Monday, April 11, 2011

Esquisse 1

Left: Interior of New Museum, starkly white, heavily contemporary. Flexible but static. Right: 798 factory, designed by German engineers in 1950's. Specific but responsive, heavy but adaptable - much more potent.




This discussion became the premise for my first esquisse.

An archetype: concept diagram

The task was a sketch design of a building that is conceived and built with the intention for adaptive re-use: specifically to be converted into three different programs over time.

The design was developed around an archetype, the simple image of the kind of house elevation that we all have in mind - a pentagon formed out horizontal base, two vertical walls and the two sloping pitches of the roof.This form was then stretched out and elongated along the roof slope section and then repeated three times in different sizes. This approach tests the robustness of an archetype rather than a specific building type - It questions whether there are specific shapes that are both enduring and accommodating to spatial functions. 

Site Plan

Stage 1: Residential. The building begins as three separate dwellings of varying heights. The dwellers can find their own homely environment inside each little individual 'house' scaled to their size and connected to their roots.
Stage 2: Kindergarten. The second phase sees the building transformed into a kindergarten. The entry is situated between two houses, and the three units are linked to each other by means of glazed connectors that ensure daylight. While the overall roof line references the archetype, the 'houses' are still distinctively individual, they help children get their bearings and understand the spatial and social organization of the school.

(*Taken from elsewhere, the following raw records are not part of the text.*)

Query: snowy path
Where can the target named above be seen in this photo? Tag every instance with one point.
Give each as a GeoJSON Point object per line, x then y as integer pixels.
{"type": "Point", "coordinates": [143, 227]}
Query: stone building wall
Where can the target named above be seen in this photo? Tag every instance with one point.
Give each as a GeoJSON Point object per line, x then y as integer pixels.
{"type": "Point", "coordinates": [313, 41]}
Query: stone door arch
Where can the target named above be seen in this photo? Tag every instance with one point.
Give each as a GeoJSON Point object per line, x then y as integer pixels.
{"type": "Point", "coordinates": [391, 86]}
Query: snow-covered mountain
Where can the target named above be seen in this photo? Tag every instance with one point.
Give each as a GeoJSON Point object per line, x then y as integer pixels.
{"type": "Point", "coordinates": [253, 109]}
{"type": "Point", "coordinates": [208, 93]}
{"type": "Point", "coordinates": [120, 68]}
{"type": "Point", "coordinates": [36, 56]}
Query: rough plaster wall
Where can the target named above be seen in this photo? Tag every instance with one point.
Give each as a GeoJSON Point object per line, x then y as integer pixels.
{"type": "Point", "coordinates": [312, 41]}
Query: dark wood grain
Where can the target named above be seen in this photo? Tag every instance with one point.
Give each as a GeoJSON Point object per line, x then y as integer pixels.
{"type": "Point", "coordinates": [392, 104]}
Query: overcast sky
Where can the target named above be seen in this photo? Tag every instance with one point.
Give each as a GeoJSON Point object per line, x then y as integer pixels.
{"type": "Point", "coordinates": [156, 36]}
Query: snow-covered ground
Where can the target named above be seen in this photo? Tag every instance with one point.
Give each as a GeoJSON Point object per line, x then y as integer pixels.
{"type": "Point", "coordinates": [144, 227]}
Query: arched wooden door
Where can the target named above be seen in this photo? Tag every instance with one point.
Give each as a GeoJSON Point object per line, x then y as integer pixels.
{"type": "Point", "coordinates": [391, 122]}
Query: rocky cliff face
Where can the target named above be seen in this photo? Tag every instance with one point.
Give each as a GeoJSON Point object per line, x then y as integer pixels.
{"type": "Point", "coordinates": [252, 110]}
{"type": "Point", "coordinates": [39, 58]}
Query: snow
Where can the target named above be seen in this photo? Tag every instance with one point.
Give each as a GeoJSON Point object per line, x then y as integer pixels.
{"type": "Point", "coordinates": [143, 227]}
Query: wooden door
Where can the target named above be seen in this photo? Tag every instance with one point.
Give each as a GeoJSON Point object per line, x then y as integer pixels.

Stage 3: Gallery/Cafe. Thirdly, we see the building evolve into a gallery. Internal partitions are removed, and additional bridges are added.


I think the transformation of this archetype give endless possibilities. It is essentially a protective shell that holds spaces and functions, but at the same time, it is highly figurative, so it defines the overall images of the individual structures. The possibilities for adaptive design are inherent in the archetype.